You've identified daily, weekly, monthly, and yearly. The first thing to observe is that very frequently someone will want to specify the time of day at which a task runs - not just overnight, or first thing, but after dinner (once another department have finished their morning's work), or last thing (so that people can be held back for overtime, for example). Sometimes also, if the task involves heavy processing, you will want it done at a specific time out of hours, so as not to bog the system down during working hours, or so that two such heavy tasks do not conflict with one another.
A second thing to observe is that, despite casual appearances, almost no cycle ends up having a fixed period of time between each occurrence. Cycles consisting of months, or some factor of months (twice-monthly, two-monthly, three-monthly/quarterly, yearly) do not consist of a fixed number of days. I therefore make a conceptual distinction between day-denominated periods, and month-denominated periods.

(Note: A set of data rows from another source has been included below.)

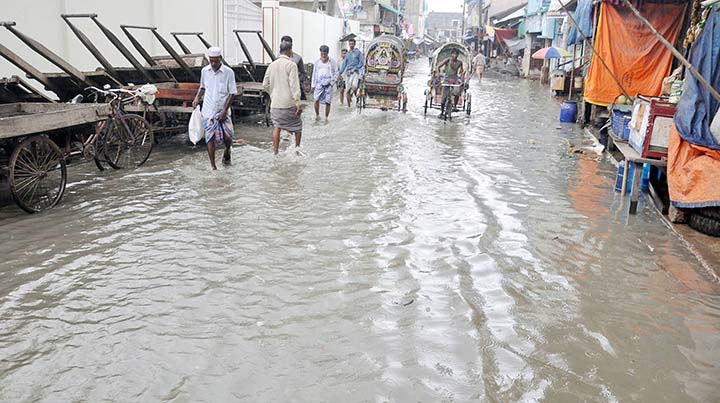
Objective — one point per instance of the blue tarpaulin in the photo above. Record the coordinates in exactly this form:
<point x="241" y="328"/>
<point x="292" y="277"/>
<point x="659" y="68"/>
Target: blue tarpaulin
<point x="583" y="16"/>
<point x="697" y="107"/>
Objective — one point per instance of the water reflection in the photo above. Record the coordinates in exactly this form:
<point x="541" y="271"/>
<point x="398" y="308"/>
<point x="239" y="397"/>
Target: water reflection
<point x="401" y="258"/>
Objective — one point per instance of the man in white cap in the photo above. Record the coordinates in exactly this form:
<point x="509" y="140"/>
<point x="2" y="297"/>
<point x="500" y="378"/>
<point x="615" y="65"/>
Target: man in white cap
<point x="217" y="88"/>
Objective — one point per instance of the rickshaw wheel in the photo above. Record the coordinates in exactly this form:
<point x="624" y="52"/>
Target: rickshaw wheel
<point x="37" y="174"/>
<point x="128" y="148"/>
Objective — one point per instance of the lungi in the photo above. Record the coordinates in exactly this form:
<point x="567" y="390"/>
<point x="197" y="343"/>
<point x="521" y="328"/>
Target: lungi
<point x="286" y="119"/>
<point x="214" y="129"/>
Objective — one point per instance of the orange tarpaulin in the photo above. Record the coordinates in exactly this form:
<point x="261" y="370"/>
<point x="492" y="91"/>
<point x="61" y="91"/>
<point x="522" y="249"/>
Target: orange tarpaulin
<point x="693" y="173"/>
<point x="633" y="53"/>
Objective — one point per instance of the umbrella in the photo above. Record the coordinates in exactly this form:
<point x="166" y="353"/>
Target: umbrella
<point x="551" y="53"/>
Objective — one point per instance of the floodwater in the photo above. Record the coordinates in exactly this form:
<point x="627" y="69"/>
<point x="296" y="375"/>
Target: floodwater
<point x="399" y="259"/>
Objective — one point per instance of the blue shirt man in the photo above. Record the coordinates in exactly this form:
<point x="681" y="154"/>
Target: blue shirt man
<point x="352" y="68"/>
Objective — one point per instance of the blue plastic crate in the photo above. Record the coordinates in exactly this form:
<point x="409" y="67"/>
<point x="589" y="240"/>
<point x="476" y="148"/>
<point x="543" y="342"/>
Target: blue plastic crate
<point x="621" y="124"/>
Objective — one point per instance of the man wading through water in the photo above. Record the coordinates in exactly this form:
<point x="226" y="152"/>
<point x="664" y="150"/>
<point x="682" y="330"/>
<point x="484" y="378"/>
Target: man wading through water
<point x="297" y="59"/>
<point x="217" y="88"/>
<point x="352" y="68"/>
<point x="282" y="83"/>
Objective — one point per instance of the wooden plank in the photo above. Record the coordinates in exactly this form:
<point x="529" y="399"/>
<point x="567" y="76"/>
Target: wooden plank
<point x="633" y="156"/>
<point x="41" y="122"/>
<point x="160" y="109"/>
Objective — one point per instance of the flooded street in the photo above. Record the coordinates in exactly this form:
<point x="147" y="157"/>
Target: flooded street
<point x="400" y="259"/>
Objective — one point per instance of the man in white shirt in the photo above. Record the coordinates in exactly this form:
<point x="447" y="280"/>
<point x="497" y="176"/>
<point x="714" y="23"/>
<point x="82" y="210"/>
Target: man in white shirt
<point x="217" y="88"/>
<point x="282" y="83"/>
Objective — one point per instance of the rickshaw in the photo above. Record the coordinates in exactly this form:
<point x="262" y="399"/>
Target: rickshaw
<point x="460" y="99"/>
<point x="385" y="64"/>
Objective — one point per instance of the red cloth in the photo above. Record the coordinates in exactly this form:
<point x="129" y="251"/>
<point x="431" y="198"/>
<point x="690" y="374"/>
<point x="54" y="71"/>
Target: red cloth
<point x="693" y="173"/>
<point x="633" y="53"/>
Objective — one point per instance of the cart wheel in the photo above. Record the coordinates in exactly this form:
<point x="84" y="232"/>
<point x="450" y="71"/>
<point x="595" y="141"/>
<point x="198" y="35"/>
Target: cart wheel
<point x="37" y="174"/>
<point x="128" y="142"/>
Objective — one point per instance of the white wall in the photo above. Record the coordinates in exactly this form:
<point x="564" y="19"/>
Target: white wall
<point x="242" y="14"/>
<point x="311" y="30"/>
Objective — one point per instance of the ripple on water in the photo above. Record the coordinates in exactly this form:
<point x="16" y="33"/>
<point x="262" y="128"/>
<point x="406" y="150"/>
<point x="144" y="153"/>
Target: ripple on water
<point x="400" y="258"/>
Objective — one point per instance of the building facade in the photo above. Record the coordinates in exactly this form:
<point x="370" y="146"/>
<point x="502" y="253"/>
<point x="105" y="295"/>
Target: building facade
<point x="443" y="26"/>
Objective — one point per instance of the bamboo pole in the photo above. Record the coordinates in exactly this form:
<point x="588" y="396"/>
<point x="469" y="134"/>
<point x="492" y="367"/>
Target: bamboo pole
<point x="572" y="19"/>
<point x="674" y="51"/>
<point x="572" y="74"/>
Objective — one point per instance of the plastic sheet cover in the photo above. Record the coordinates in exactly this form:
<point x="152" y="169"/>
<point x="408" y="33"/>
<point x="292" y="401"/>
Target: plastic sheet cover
<point x="633" y="53"/>
<point x="694" y="154"/>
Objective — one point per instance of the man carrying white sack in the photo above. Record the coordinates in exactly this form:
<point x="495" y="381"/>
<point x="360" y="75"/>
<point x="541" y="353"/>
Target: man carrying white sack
<point x="217" y="88"/>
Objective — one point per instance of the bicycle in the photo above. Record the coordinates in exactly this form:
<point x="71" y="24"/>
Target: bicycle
<point x="123" y="140"/>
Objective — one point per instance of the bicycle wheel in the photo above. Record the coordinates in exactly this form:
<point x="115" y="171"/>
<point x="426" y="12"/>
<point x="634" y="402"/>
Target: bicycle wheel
<point x="128" y="142"/>
<point x="37" y="174"/>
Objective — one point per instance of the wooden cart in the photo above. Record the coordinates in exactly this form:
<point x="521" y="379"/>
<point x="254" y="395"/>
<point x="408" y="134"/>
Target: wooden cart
<point x="31" y="158"/>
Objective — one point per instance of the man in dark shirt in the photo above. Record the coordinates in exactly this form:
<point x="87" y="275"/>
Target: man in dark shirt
<point x="297" y="59"/>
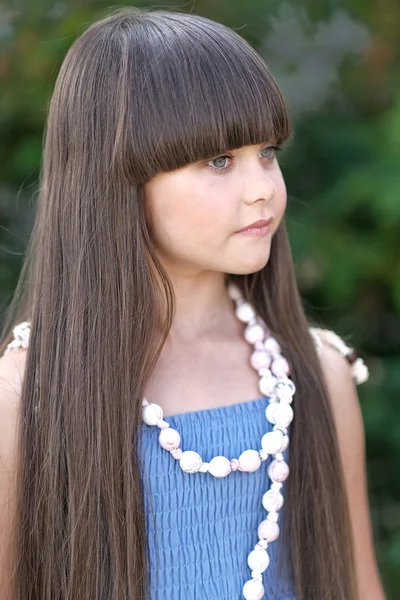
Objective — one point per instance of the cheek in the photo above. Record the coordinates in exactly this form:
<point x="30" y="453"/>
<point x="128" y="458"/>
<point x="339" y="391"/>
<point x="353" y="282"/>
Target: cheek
<point x="280" y="200"/>
<point x="180" y="215"/>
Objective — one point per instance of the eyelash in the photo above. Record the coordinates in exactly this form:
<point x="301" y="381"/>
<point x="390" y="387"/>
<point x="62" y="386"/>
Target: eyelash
<point x="225" y="169"/>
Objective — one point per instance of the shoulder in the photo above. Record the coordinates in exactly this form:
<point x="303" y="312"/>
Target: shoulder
<point x="12" y="369"/>
<point x="343" y="370"/>
<point x="341" y="378"/>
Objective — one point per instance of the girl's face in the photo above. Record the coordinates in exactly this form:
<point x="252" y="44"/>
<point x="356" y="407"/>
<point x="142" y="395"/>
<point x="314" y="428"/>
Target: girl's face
<point x="194" y="212"/>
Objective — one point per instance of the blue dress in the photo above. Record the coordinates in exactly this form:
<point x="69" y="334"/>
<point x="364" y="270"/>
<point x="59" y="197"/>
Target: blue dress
<point x="202" y="528"/>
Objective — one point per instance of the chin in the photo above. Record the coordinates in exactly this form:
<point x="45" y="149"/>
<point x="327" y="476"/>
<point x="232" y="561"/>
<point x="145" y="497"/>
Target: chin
<point x="246" y="267"/>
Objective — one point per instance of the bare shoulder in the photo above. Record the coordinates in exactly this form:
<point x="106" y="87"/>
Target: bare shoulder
<point x="12" y="368"/>
<point x="341" y="386"/>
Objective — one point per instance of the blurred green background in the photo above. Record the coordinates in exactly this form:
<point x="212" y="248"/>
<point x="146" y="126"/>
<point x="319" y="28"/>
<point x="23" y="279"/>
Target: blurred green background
<point x="338" y="64"/>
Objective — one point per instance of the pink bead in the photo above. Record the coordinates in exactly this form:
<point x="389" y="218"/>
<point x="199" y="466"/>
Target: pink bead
<point x="249" y="461"/>
<point x="267" y="384"/>
<point x="268" y="531"/>
<point x="280" y="367"/>
<point x="169" y="439"/>
<point x="220" y="466"/>
<point x="254" y="333"/>
<point x="260" y="359"/>
<point x="278" y="471"/>
<point x="272" y="345"/>
<point x="177" y="454"/>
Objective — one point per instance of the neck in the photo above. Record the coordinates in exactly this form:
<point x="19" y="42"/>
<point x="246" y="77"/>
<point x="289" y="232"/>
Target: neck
<point x="203" y="306"/>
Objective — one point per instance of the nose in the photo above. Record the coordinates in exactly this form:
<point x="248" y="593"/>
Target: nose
<point x="259" y="183"/>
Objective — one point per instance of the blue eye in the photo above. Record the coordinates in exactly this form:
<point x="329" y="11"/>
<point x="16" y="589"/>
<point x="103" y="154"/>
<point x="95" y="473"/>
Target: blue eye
<point x="224" y="157"/>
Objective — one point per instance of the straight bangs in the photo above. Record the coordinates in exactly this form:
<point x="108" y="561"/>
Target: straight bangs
<point x="203" y="90"/>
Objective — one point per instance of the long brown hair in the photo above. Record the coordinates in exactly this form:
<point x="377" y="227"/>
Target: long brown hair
<point x="141" y="92"/>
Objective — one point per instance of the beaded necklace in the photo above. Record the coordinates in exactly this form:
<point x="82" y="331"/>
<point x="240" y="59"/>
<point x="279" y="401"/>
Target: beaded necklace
<point x="274" y="383"/>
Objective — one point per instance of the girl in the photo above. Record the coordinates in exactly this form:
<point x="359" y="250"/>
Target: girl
<point x="156" y="304"/>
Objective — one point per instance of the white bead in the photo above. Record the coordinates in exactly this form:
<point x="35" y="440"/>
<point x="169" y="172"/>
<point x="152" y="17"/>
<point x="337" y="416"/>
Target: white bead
<point x="169" y="439"/>
<point x="270" y="412"/>
<point x="151" y="413"/>
<point x="190" y="462"/>
<point x="272" y="442"/>
<point x="204" y="467"/>
<point x="273" y="517"/>
<point x="220" y="466"/>
<point x="266" y="384"/>
<point x="254" y="333"/>
<point x="272" y="501"/>
<point x="284" y="390"/>
<point x="253" y="590"/>
<point x="278" y="471"/>
<point x="258" y="560"/>
<point x="268" y="531"/>
<point x="283" y="414"/>
<point x="245" y="312"/>
<point x="260" y="360"/>
<point x="249" y="461"/>
<point x="272" y="345"/>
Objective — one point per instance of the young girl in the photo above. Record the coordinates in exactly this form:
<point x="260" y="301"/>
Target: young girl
<point x="157" y="366"/>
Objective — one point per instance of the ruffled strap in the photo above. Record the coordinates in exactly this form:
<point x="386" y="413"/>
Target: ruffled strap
<point x="21" y="336"/>
<point x="359" y="369"/>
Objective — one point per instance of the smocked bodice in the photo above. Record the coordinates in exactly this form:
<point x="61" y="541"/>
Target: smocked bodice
<point x="205" y="527"/>
<point x="201" y="528"/>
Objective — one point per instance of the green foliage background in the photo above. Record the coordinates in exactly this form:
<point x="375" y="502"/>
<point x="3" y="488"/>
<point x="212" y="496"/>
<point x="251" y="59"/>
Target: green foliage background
<point x="342" y="171"/>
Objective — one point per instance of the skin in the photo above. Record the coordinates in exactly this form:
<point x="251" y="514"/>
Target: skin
<point x="193" y="213"/>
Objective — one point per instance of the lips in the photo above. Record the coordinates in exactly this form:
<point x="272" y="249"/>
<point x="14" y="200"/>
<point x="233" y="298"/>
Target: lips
<point x="256" y="224"/>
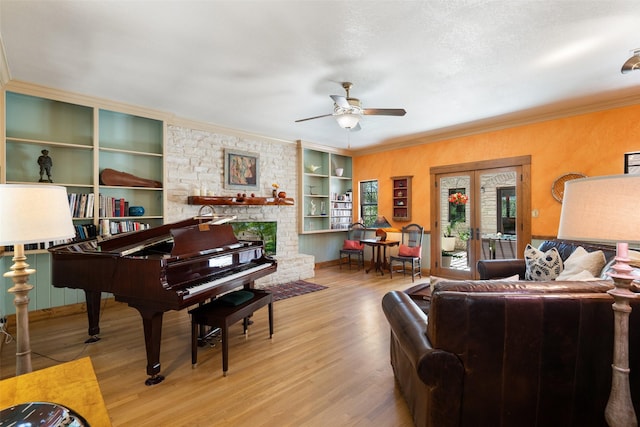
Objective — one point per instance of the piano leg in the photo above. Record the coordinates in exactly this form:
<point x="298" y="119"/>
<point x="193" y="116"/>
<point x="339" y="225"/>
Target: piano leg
<point x="152" y="322"/>
<point x="93" y="299"/>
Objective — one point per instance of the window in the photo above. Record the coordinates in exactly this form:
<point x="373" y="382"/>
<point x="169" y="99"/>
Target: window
<point x="369" y="202"/>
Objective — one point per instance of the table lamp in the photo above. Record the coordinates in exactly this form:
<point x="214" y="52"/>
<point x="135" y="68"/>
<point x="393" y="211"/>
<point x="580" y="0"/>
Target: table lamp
<point x="30" y="214"/>
<point x="607" y="209"/>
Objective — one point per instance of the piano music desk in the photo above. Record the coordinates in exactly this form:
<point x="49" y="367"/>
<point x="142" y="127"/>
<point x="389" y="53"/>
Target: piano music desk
<point x="222" y="316"/>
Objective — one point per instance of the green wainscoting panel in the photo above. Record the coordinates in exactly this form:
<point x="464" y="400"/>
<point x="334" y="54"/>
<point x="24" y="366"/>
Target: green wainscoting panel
<point x="44" y="295"/>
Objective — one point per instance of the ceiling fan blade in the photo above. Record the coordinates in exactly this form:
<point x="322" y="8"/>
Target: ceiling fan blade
<point x="340" y="101"/>
<point x="384" y="112"/>
<point x="311" y="118"/>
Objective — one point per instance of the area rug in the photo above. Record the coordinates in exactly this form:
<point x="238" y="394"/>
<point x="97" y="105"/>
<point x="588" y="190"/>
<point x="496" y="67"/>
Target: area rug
<point x="293" y="289"/>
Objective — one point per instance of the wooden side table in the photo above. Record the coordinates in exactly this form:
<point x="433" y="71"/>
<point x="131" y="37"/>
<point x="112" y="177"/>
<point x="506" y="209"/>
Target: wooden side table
<point x="379" y="253"/>
<point x="222" y="316"/>
<point x="72" y="384"/>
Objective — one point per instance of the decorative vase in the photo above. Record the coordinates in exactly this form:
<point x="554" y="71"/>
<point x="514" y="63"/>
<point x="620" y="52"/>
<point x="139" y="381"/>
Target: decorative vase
<point x="448" y="243"/>
<point x="446" y="261"/>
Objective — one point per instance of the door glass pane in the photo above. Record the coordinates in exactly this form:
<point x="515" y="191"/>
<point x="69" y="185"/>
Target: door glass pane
<point x="455" y="220"/>
<point x="498" y="215"/>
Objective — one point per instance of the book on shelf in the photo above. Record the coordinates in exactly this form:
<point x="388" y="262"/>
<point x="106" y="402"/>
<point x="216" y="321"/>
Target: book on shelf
<point x="112" y="207"/>
<point x="116" y="227"/>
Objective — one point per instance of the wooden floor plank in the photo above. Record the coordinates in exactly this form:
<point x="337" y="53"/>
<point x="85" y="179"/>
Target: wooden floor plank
<point x="327" y="363"/>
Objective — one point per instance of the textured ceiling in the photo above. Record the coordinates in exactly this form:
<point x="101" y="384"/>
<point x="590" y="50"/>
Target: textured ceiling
<point x="257" y="66"/>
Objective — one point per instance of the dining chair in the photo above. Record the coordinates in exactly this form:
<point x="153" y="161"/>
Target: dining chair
<point x="352" y="246"/>
<point x="410" y="251"/>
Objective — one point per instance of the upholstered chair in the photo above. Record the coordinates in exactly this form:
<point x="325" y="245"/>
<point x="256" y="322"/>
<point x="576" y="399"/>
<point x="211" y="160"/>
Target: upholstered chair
<point x="352" y="245"/>
<point x="410" y="251"/>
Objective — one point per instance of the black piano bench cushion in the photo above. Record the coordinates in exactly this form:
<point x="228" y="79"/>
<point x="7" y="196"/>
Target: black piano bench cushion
<point x="233" y="299"/>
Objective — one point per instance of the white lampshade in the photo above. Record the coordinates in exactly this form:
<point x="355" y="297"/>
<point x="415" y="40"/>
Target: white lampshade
<point x="34" y="213"/>
<point x="348" y="120"/>
<point x="601" y="209"/>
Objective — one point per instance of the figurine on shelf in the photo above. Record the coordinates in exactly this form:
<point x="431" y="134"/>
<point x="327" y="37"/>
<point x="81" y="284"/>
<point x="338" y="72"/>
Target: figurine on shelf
<point x="45" y="163"/>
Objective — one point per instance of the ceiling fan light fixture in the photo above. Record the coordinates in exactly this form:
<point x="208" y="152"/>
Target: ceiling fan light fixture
<point x="348" y="120"/>
<point x="632" y="63"/>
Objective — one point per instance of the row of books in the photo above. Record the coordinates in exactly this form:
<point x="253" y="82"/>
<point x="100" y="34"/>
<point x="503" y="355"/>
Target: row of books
<point x="81" y="204"/>
<point x="113" y="207"/>
<point x="116" y="227"/>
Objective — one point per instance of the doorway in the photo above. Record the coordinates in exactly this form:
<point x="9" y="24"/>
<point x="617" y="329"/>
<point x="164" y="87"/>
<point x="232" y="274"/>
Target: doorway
<point x="479" y="212"/>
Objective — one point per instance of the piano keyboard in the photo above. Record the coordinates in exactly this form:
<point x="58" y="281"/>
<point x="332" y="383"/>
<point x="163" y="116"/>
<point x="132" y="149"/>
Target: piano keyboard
<point x="245" y="270"/>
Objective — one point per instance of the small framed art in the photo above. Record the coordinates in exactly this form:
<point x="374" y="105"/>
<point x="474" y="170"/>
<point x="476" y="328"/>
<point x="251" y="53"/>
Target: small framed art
<point x="241" y="170"/>
<point x="632" y="163"/>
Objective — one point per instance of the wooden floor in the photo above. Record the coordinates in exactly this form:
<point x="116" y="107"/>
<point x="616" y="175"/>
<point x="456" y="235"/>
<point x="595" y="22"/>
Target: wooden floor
<point x="326" y="365"/>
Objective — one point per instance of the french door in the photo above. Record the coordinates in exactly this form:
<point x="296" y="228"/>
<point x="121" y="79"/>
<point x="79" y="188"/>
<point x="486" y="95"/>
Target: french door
<point x="479" y="211"/>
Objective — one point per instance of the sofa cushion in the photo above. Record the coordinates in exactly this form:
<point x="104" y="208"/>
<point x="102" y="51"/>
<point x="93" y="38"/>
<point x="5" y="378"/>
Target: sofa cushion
<point x="409" y="251"/>
<point x="352" y="245"/>
<point x="542" y="265"/>
<point x="581" y="260"/>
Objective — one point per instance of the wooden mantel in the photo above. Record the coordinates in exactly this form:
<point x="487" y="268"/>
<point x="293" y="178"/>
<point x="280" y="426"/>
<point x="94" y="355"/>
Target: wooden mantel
<point x="239" y="201"/>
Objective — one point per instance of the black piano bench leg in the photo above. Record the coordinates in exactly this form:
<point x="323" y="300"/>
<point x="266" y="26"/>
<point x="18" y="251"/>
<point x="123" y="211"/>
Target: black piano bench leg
<point x="154" y="379"/>
<point x="92" y="339"/>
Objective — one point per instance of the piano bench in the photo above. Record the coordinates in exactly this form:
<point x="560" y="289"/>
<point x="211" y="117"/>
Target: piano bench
<point x="216" y="314"/>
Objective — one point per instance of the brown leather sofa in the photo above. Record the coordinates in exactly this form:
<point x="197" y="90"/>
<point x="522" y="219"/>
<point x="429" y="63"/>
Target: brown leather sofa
<point x="495" y="353"/>
<point x="499" y="268"/>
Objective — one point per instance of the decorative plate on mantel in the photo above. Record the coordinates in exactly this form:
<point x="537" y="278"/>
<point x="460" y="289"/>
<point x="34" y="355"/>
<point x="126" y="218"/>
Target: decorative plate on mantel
<point x="557" y="189"/>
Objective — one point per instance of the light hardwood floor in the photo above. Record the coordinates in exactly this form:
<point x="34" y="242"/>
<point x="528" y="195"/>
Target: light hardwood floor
<point x="326" y="365"/>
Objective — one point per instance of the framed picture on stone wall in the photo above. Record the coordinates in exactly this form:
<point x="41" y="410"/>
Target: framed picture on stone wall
<point x="241" y="170"/>
<point x="632" y="163"/>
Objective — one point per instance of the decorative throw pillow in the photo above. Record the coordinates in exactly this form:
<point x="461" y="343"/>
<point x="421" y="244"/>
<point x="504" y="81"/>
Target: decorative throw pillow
<point x="542" y="265"/>
<point x="352" y="245"/>
<point x="513" y="278"/>
<point x="409" y="251"/>
<point x="581" y="260"/>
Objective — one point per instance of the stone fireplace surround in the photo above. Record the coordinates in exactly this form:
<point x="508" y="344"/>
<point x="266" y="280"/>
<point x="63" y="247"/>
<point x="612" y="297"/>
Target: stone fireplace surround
<point x="195" y="158"/>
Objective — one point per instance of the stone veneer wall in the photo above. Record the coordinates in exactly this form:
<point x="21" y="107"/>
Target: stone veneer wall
<point x="195" y="158"/>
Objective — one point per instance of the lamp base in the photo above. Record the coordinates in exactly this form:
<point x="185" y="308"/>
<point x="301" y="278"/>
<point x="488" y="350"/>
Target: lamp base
<point x="20" y="276"/>
<point x="381" y="234"/>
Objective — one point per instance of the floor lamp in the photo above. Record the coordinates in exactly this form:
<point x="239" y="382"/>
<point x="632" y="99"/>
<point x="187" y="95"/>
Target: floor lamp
<point x="30" y="214"/>
<point x="607" y="209"/>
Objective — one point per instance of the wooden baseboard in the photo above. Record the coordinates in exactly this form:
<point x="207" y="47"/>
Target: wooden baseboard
<point x="49" y="313"/>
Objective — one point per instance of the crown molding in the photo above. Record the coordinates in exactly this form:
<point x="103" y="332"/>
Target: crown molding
<point x="86" y="100"/>
<point x="521" y="118"/>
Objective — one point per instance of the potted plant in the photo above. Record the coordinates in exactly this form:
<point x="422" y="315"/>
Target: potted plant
<point x="449" y="240"/>
<point x="446" y="258"/>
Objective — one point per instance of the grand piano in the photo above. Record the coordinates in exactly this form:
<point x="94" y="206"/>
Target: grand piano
<point x="170" y="267"/>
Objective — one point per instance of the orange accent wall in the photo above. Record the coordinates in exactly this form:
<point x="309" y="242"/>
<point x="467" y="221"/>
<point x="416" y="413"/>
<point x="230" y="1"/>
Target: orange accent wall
<point x="593" y="144"/>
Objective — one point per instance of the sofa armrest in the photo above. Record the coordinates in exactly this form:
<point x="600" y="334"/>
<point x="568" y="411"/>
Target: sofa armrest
<point x="500" y="268"/>
<point x="440" y="371"/>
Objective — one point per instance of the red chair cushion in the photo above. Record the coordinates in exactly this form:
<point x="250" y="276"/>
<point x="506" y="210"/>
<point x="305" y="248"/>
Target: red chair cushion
<point x="352" y="245"/>
<point x="409" y="251"/>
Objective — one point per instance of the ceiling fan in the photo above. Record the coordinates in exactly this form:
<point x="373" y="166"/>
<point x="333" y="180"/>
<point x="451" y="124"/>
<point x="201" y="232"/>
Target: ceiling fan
<point x="348" y="111"/>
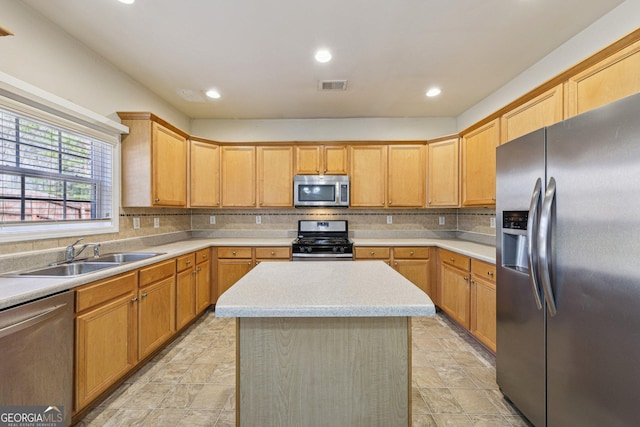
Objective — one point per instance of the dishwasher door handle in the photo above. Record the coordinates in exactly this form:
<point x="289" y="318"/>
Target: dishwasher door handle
<point x="33" y="320"/>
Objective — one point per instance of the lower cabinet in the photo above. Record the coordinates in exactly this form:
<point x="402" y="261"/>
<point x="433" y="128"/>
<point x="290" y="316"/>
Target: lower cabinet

So in practice, you will often end up defining cycles which fall on a specific day counted from the start of the month (or other month-denominated period), but also separately a cycle where the day is specified as a count from the end of the month (for example, the "second-to-last day of the month", which if counted from the start may be any of 27/28/29/30). These are not the same cycles, despite both being monthly.
But even where a cycle does appear to consist of a fixed period of time (obviously daily, also weekly, two-weekly/fortnightly, four-weekly/lunarly), in practice nobody really intends that an email should be generated on Christmas Day, and the list of exceptions will be far larger than that in most firms (including public/bank holidays, company shutdowns, and even ordinary weekends for cycles like monthly or quarterly).
(As an aside, which must be mentioned now in passing, I'm also going to completely ignore the notion of "leap seconds" in UTC.)
So this irregularity in the length of each cycle introduces two more concepts. Firstly, there must be a system of "date rolling", where a cycle occurrence is first calculated trivially, but then adjusted, backwards or forwards, to a relevant working day.
Secondly, there will always be unsystematic exceptions, and you must be able to adjust these by hand.
The consequence here is that the schedule of any given cycle should not be treated as something that is calculated on the fly. Instead, a calendar for every single available cycle should be generated and maintained up to a suitable time in the future, and it must then be capable of further manual adjustments.
Another issue you may encounter, for all month-denominated periods, is defining the starting point of the period. A "financial year" often does not start on 1 Jan, or even on the first day of any subsequent month. The tax year here in the UK starts 6 Apr. The ISO week-year, which allows a year to consist always of an integral number of weeks, does not start on any fixed date (as conventionally expressed). If you're generating scheduled emails for the accounts department, you now better be prepared to address these.
Now I've summarised all the complexity in determining when a scheduled task should run. But I mentioned at the start the problem when, for wholly unplanned reasons, things don't run when they should have, or they fail in the process.
You should therefore have a system that is capable of recording exactly when tasks have and haven't been run, the outcome, and of resolving missed or failed runs (either by retrying, catching up in order, catching up out of order, or skipping the missed tasks entirely), and ensuring that duplicates are not unintentionally performed. It should be possible to review these missed tasks manually first - the sysadmins who have been fixing a problem all morning, will not appreciate a system that comes back online and then immediately bogs down and runs away like a broken diesel engine, performing tasks that would normally have been done overnight over several hours.